Europäischer Kontext: Deutscher Zoll im EU-Rahmen
Die nationale Reform ist kein Solovorhaben. Sie fügt sich in eine umfassende Modernisierung des EU-Zollrechts ein. Brüssel reagiert damit auf explodierende Handelsvolumen, vor allem im E-Commerce.
Kern der EU-Reform ist ein zentraler EU Data Hub. Diese Plattform soll es Unternehmen ermöglichen, ihre Zollinformationen nur einmal zu übermitteln. Künstliche Intelligenz soll Risiken wie Schmuggel effektiver erkennen. Für den Online-Handel ist eine revolutionäre Neuerung geplant: Die Handelsplattformen selbst sollen künftig für Zölle und Einfuhrumsatzsteuer verantwortlich sein. Die bisherige Zollfreigrenze von 150 Euro würde entfallen.

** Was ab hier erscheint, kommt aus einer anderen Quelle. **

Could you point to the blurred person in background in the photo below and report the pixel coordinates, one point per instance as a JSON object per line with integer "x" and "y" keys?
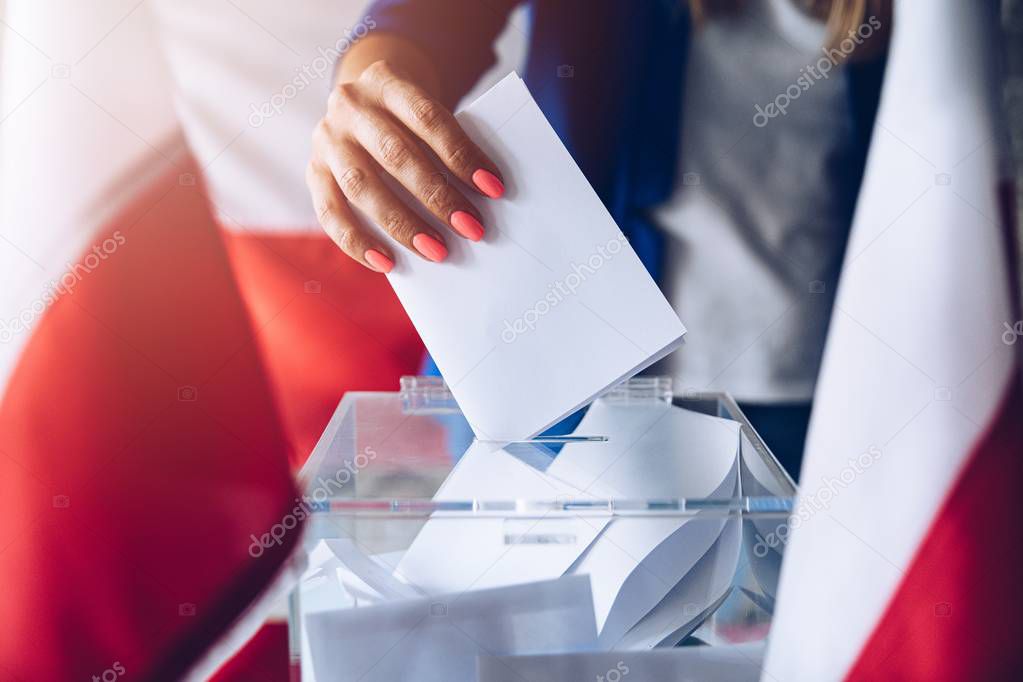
{"x": 727, "y": 138}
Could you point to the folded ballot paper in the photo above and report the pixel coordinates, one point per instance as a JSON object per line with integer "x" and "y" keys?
{"x": 552, "y": 307}
{"x": 500, "y": 586}
{"x": 653, "y": 451}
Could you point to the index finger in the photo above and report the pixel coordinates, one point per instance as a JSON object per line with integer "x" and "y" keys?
{"x": 435, "y": 125}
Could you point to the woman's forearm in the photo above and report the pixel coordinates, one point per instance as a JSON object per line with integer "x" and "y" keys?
{"x": 400, "y": 53}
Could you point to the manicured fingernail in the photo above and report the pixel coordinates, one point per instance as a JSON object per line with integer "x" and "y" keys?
{"x": 379, "y": 261}
{"x": 488, "y": 183}
{"x": 430, "y": 247}
{"x": 466, "y": 225}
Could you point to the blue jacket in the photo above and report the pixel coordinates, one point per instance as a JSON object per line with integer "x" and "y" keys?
{"x": 609, "y": 76}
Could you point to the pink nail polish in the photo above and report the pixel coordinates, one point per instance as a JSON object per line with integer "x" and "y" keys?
{"x": 488, "y": 183}
{"x": 466, "y": 225}
{"x": 429, "y": 246}
{"x": 379, "y": 261}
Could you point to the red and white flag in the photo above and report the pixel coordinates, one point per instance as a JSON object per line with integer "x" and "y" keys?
{"x": 159, "y": 373}
{"x": 904, "y": 552}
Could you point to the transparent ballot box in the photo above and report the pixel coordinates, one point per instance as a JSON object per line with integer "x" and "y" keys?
{"x": 651, "y": 520}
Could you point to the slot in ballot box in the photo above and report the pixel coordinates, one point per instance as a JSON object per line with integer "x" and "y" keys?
{"x": 653, "y": 520}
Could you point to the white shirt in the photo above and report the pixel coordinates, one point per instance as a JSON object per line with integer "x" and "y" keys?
{"x": 757, "y": 222}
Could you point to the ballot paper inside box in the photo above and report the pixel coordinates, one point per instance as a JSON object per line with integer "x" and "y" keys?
{"x": 650, "y": 520}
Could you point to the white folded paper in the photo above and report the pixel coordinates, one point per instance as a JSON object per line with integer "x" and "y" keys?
{"x": 453, "y": 552}
{"x": 552, "y": 307}
{"x": 739, "y": 663}
{"x": 438, "y": 639}
{"x": 653, "y": 452}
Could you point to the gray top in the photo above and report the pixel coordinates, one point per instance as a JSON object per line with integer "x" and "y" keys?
{"x": 757, "y": 222}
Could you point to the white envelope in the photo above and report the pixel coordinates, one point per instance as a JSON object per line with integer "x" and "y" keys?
{"x": 552, "y": 307}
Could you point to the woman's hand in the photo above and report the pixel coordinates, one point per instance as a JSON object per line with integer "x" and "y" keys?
{"x": 383, "y": 123}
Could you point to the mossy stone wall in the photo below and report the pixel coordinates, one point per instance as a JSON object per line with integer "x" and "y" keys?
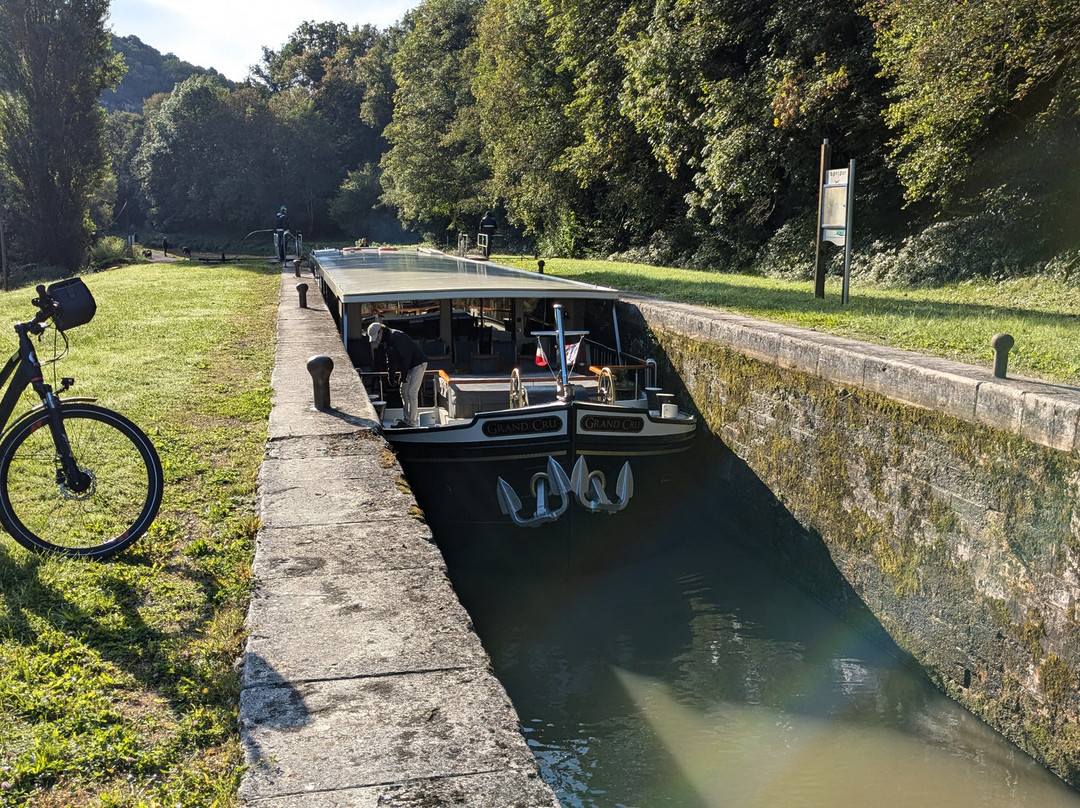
{"x": 962, "y": 539}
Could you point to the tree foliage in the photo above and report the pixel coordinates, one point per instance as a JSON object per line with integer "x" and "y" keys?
{"x": 434, "y": 171}
{"x": 676, "y": 131}
{"x": 149, "y": 72}
{"x": 55, "y": 62}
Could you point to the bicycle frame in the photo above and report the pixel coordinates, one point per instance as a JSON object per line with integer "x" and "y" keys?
{"x": 22, "y": 371}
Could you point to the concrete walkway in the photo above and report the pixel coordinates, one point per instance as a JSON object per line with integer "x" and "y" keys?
{"x": 364, "y": 684}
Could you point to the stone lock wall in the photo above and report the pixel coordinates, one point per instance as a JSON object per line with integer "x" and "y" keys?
{"x": 945, "y": 497}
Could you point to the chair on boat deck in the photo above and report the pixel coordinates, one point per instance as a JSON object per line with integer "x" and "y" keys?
{"x": 463, "y": 349}
{"x": 483, "y": 364}
{"x": 431, "y": 380}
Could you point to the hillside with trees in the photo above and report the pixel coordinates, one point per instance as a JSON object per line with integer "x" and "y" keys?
{"x": 148, "y": 73}
{"x": 684, "y": 133}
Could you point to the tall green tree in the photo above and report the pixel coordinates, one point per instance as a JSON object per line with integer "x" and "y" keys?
{"x": 970, "y": 76}
{"x": 55, "y": 62}
{"x": 736, "y": 97}
{"x": 435, "y": 171}
{"x": 207, "y": 156}
{"x": 523, "y": 101}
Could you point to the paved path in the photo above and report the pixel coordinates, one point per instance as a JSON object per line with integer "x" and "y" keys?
{"x": 364, "y": 684}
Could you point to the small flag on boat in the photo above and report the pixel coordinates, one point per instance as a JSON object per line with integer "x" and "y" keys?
{"x": 571, "y": 353}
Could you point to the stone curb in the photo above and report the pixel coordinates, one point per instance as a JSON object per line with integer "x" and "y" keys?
{"x": 364, "y": 683}
{"x": 1041, "y": 412}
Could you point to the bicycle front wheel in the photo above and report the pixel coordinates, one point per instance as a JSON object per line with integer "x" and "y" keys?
{"x": 117, "y": 500}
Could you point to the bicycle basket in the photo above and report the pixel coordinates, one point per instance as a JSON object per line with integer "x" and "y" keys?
{"x": 75, "y": 305}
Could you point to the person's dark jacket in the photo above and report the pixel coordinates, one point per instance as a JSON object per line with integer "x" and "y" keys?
{"x": 400, "y": 353}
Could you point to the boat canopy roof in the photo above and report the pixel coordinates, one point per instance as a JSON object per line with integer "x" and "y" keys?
{"x": 373, "y": 274}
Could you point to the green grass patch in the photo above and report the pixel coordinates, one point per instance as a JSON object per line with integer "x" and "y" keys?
{"x": 955, "y": 321}
{"x": 118, "y": 681}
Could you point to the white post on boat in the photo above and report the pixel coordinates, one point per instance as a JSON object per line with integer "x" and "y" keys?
{"x": 562, "y": 345}
{"x": 618, "y": 339}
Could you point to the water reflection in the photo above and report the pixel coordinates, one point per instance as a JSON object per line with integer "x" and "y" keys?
{"x": 698, "y": 677}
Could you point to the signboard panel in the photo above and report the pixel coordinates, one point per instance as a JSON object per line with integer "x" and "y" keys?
{"x": 835, "y": 206}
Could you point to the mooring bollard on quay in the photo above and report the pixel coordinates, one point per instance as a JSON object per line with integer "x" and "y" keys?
{"x": 320, "y": 367}
{"x": 1001, "y": 345}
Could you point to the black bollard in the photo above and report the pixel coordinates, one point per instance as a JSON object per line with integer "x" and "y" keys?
{"x": 1001, "y": 344}
{"x": 320, "y": 368}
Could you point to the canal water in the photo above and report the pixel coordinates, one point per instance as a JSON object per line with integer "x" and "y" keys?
{"x": 697, "y": 675}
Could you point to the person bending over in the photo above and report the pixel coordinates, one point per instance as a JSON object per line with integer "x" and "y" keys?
{"x": 400, "y": 355}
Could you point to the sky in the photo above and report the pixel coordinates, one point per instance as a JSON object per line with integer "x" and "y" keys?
{"x": 229, "y": 35}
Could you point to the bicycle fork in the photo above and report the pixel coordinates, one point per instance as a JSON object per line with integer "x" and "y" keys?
{"x": 75, "y": 483}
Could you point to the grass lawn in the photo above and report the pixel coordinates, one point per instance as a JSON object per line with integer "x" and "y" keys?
{"x": 956, "y": 321}
{"x": 119, "y": 681}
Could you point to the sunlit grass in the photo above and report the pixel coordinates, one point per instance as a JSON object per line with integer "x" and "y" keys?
{"x": 118, "y": 681}
{"x": 957, "y": 321}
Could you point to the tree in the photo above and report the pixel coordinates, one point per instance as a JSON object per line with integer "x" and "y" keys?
{"x": 207, "y": 157}
{"x": 55, "y": 62}
{"x": 969, "y": 75}
{"x": 434, "y": 171}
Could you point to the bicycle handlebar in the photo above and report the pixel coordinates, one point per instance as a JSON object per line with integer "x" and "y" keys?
{"x": 46, "y": 306}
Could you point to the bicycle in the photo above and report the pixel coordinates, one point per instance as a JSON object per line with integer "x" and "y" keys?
{"x": 76, "y": 479}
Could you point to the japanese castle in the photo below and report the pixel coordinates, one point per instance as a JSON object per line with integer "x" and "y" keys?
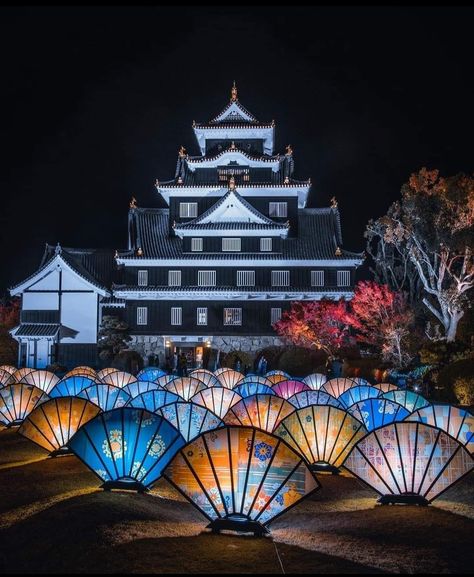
{"x": 214, "y": 270}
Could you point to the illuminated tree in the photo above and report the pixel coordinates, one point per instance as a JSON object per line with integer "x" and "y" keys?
{"x": 382, "y": 319}
{"x": 316, "y": 325}
{"x": 432, "y": 229}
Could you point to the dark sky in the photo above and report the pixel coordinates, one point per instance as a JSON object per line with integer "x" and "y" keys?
{"x": 96, "y": 101}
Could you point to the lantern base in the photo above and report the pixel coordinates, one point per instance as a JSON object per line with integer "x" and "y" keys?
{"x": 405, "y": 499}
{"x": 240, "y": 524}
{"x": 126, "y": 485}
{"x": 324, "y": 468}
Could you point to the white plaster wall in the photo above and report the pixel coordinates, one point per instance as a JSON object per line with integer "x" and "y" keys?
{"x": 79, "y": 312}
{"x": 40, "y": 301}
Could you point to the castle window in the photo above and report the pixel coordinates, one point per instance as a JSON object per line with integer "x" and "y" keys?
{"x": 142, "y": 278}
{"x": 232, "y": 316}
{"x": 317, "y": 278}
{"x": 176, "y": 315}
{"x": 245, "y": 278}
{"x": 343, "y": 278}
{"x": 201, "y": 316}
{"x": 196, "y": 244}
{"x": 231, "y": 244}
{"x": 278, "y": 209}
{"x": 174, "y": 278}
{"x": 280, "y": 278}
{"x": 206, "y": 278}
{"x": 142, "y": 315}
{"x": 188, "y": 209}
{"x": 265, "y": 244}
{"x": 275, "y": 315}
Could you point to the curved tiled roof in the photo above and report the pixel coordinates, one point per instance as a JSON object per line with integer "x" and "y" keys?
{"x": 319, "y": 234}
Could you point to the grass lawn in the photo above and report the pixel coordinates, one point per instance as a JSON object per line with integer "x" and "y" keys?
{"x": 53, "y": 518}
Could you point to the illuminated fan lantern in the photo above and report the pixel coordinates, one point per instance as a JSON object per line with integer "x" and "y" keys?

Für deutsche Unternehmen ist die Abstimmung zwischen nationaler und europäischer Ebene entscheidend. Doppelbelastungen und widersprüchliche Prozesse müssen vermieden werden.
Ausblick: Der Praxischeck entscheidet
Die kommenden Monate sind wegweisend für die konkrete Ausgestaltung. Die DIHK pocht auf eine intensive Einbindung der Wirtschaft. Der geforderte Praxischeck soll theoretische Konzepte auf ihre Machbarkeit im Unternehmensalltag testen.
Die erfolgreiche Umsetzung von „Zoll 2030“ steht auf der Kippe. Gelingt es nicht, Sicherheits- und Einnahmeinteressen mit den Anforderungen eines schnellen Wirtschaftsstandorts zu vereinen, droht das Reformprojekt sein Ziel zu verfehlen. Statt Entlastung könnte dann zusätzliche Komplexität den internationalen Handel für deutsche Firmen weiter erschweren.